# Digital Photo frame avi movie won't play



## twistee (Jul 11, 2009)

Tried WMV, AVI, Divx7 - nothing works. 
I tested my SD avi file (700Mb) in shop with all DPF that said "plays avi movies", but none of them work.
Someone must know - what's the missing trick?


----------



## HCD (Oct 29, 2007)

I'd convert AVI to WMV and then try it in DPF. IF AVI is shot in High Definition, file will be too much for DPFs to handle.


----------



## Bryan_Clark (Jul 17, 2009)

As I've stated in my blog, there is a program out there called Super C. Use this program to convert those AVI to Motion JPEG AVI! When you open the program, select "AVI" under "Select Output Container." Select "M-JPEG" under "Select The Output Video Codec." In the Video row, make sure "No Change" is selected wherever listed. Drag your original AVIs into the box at the bottom.
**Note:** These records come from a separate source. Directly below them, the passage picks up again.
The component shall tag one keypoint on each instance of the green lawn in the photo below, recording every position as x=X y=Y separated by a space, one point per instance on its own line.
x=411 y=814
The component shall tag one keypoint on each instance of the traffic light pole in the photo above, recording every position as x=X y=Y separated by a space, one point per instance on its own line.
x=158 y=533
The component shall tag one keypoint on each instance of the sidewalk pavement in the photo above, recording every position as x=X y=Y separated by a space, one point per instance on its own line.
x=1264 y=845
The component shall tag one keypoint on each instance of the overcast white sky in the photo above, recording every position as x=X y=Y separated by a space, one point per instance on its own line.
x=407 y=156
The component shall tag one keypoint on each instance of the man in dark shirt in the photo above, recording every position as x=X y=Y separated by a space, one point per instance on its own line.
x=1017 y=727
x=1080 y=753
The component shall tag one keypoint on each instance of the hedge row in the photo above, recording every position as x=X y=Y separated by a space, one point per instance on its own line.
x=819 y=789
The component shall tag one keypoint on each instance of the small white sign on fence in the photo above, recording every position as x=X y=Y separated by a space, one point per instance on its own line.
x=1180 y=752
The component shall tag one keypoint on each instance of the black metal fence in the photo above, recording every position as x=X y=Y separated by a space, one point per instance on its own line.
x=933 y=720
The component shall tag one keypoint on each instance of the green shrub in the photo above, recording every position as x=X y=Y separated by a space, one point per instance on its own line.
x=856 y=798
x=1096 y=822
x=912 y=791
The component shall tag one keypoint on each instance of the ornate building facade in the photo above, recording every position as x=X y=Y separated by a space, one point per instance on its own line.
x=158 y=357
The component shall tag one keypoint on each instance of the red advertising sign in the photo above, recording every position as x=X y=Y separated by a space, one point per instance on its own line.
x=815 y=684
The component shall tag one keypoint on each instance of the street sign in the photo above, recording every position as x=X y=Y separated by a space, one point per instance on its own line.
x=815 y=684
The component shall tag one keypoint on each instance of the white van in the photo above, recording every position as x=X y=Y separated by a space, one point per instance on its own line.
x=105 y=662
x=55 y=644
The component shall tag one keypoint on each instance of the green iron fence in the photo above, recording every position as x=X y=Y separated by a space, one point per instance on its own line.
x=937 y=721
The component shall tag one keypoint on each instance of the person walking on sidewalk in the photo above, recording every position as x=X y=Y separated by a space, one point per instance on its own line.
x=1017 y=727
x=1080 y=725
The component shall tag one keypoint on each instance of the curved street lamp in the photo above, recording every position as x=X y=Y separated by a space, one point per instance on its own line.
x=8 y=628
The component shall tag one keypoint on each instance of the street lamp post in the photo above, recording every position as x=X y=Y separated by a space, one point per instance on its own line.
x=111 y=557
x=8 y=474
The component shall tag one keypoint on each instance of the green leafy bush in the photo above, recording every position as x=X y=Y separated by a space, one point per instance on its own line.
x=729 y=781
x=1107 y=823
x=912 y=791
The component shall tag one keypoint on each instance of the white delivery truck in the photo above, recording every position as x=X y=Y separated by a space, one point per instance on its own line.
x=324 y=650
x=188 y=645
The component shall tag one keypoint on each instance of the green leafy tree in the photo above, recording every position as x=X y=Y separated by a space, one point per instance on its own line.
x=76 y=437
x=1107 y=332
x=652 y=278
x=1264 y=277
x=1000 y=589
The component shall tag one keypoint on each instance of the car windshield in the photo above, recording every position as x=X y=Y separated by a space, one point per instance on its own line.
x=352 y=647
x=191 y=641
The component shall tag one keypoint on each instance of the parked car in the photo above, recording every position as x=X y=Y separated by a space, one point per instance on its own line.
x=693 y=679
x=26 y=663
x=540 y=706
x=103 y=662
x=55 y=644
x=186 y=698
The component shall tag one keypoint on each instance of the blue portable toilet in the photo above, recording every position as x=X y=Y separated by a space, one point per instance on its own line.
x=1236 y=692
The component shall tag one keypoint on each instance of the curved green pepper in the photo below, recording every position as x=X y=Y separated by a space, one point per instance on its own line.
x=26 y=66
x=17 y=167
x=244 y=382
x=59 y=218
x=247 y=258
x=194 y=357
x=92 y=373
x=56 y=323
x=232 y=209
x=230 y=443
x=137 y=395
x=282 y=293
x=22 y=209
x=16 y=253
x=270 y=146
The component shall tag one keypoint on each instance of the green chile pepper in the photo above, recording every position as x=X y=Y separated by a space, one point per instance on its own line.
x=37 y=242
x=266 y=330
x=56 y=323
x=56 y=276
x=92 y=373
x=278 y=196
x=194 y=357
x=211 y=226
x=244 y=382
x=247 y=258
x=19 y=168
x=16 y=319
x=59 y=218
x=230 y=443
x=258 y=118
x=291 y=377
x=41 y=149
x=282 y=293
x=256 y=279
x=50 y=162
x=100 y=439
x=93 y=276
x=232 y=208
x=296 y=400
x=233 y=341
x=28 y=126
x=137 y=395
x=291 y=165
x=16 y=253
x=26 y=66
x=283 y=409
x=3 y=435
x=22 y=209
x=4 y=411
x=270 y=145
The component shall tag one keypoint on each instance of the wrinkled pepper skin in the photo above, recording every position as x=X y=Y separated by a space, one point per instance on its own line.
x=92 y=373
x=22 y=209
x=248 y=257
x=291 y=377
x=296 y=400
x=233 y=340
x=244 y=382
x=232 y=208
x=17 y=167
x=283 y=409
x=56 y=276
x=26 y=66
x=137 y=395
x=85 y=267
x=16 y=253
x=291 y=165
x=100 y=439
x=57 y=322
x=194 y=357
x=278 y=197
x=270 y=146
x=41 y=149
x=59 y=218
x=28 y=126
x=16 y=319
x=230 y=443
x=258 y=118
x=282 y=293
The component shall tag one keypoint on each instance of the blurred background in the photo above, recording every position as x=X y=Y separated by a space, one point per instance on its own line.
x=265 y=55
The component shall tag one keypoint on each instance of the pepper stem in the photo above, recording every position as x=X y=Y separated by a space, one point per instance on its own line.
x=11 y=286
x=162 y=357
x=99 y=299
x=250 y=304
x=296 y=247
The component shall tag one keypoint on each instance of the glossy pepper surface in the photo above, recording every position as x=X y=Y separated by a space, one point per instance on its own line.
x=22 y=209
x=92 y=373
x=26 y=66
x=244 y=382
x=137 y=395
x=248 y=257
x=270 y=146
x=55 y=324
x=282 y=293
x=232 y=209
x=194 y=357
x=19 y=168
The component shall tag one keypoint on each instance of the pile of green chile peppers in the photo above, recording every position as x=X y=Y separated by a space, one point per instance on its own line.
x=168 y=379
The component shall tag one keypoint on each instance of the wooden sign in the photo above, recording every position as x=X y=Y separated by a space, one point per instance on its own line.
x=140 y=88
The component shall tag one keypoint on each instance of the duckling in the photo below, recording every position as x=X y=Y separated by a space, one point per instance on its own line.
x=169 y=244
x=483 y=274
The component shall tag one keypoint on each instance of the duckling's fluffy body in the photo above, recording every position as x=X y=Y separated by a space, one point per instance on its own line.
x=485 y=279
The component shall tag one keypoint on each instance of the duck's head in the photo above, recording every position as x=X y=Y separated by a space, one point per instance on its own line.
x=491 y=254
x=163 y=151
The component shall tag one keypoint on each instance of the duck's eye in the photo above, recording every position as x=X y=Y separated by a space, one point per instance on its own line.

Right click in the box, and select "Output File Saving Management" and select "Save Each Output File in its Respective Source File's Folder/Directory" (this makes it easier to find) and click "Save Changes". Then make sure the check boxes are checked next to each file, and click "Encode." Then you wait.

This should convert them into files playable on your Digital Picture Frame. I've had to do this plenty of times when trying to get slideshows to work on picture frames for clients.


----------